第19章
- The French Revolution
- Thomas Carlyle
- 713字
- 2016-03-03 10:29:28
Turgot has faculties; honesty, insight, heroic volition; but the Fortunatus' Purse he has not. Sanguine Controller-General! a whole pacific French Revolution may stand schemed in the head of the thinker; but who shall pay the unspeakable 'indemnities' that will be needed? Alas, far from that: on the very threshold of the business, he proposes that the Clergy, the Noblesse, the very Parlements be subjected to taxes! One shriek of indignation and astonishment reverberates through all the Chateau galleries; M. de Maurepas has to gyrate: the poor King, who had written few weeks ago, 'Il n'y a que vous et moi qui aimions le peuple (There is none but you and I that has the people's interest at heart),' must write now a dismissal; (In May, 1776.) and let the French Revolution accomplish itself, pacifically or not, as it can.
Hope, then, is deferred? Deferred; not destroyed, or abated. Is not this, for example, our Patriarch Voltaire, after long years of absence, revisiting Paris? With face shrivelled to nothing; with 'huge peruke a la Louis Quatorze, which leaves only two eyes "visible" glittering like carbuncles,' the old man is here. (February, 1778.) What an outburst!
Sneering Paris has suddenly grown reverent; devotional with Hero-worship.
Nobles have disguised themselves as tavern-waiters to obtain sight of him: the loveliest of France would lay their hair beneath his feet. 'His chariot is the nucleus of a comet; whose train fills whole streets:' they crown him in the theatre, with immortal vivats; 'finally stifle him under roses,'--for old Richelieu recommended opium in such state of the nerves, and the excessive Patriarch took too much. Her Majesty herself had some thought of sending for him; but was dissuaded. Let Majesty consider it, nevertheless. The purport of this man's existence has been to wither up and annihilate all whereon Majesty and Worship for the present rests: and is it so that the world recognises him? With Apotheosis; as its Prophet and Speaker, who has spoken wisely the thing it longed to say? Add only, that the body of this same rose-stifled, beatified-Patriarch cannot get buried except by stealth. It is wholly a notable business; and France, without doubt, is big (what the Germans call 'Of good Hope'): we shall wish her a happy birth-hour, and blessed fruit.
Beaumarchais too has now winded-up his Law-Pleadings (Memoires); (1773-6.
See Oeuvres de Beaumarchais; where they, and the history of them, are given.) not without result, to himself and to the world.
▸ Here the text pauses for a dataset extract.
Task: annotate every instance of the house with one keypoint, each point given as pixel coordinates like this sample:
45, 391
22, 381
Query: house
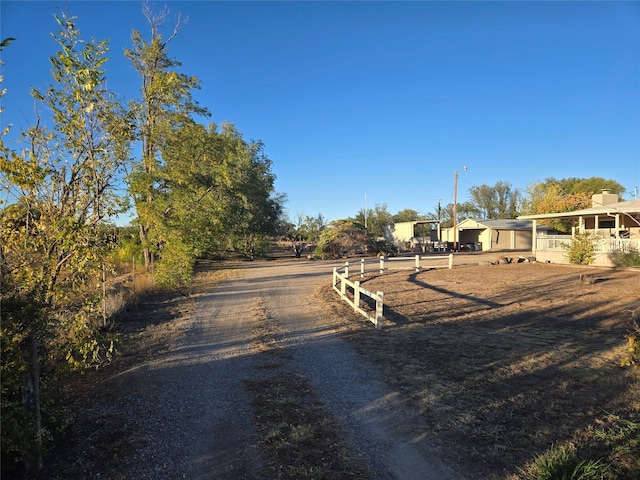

Caron Beaumarchais (or de Beaumarchais, for he got ennobled) had been born poor, but aspiring, esurient; with talents, audacity, adroitness; above all, with the talent for intrigue: a lean, but also a tough, indomitable man.
Fortune and dexterity brought him to the harpsichord of Mesdames, our good Princesses Loque, Graille and Sisterhood. Still better, Paris Duvernier, the Court-Banker, honoured him with some confidence; to the length even of transactions in cash. Which confidence, however, Duvernier's Heir, a person of quality, would not continue. Quite otherwise; there springs a Lawsuit from it: wherein tough Beaumarchais, losing both money and repute, is, in the opinion of Judge-Reporter Goezman, of the Parlement Maupeou, of a whole indifferent acquiescing world, miserably beaten. In all men's opinions, only not in his own! Inspired by the indignation, which makes, if not verses, satirical law-papers, the withered Music-master, with a desperate heroism, takes up his lost cause in spite of the world; fights for it, against Reporters, Parlements and Principalities, with light banter, with clear logic; adroitly, with an inexhaustible toughness and resource, like the skilfullest fencer; on whom, so skilful is he, the whole world now looks. Three long years it lasts; with wavering fortune. In fine, after labours comparable to the Twelve of Hercules, our unconquerable Caron triumphs; regains his Lawsuit and Lawsuits; strips Reporter Goezman of the judicial ermine; covering him with a perpetual garment of obloquy instead:--and in regard to the Parlement Maupeou (which he has helped to extinguish), to Parlements of all kinds, and to French Justice generally, gives rise to endless reflections in the minds of men. Thus has Beaumarchais, like a lean French Hercules, ventured down, driven by destiny, into the Nether Kingdoms; and victoriously tamed hell-dogs there.
He also is henceforth among the notabilities of his generation.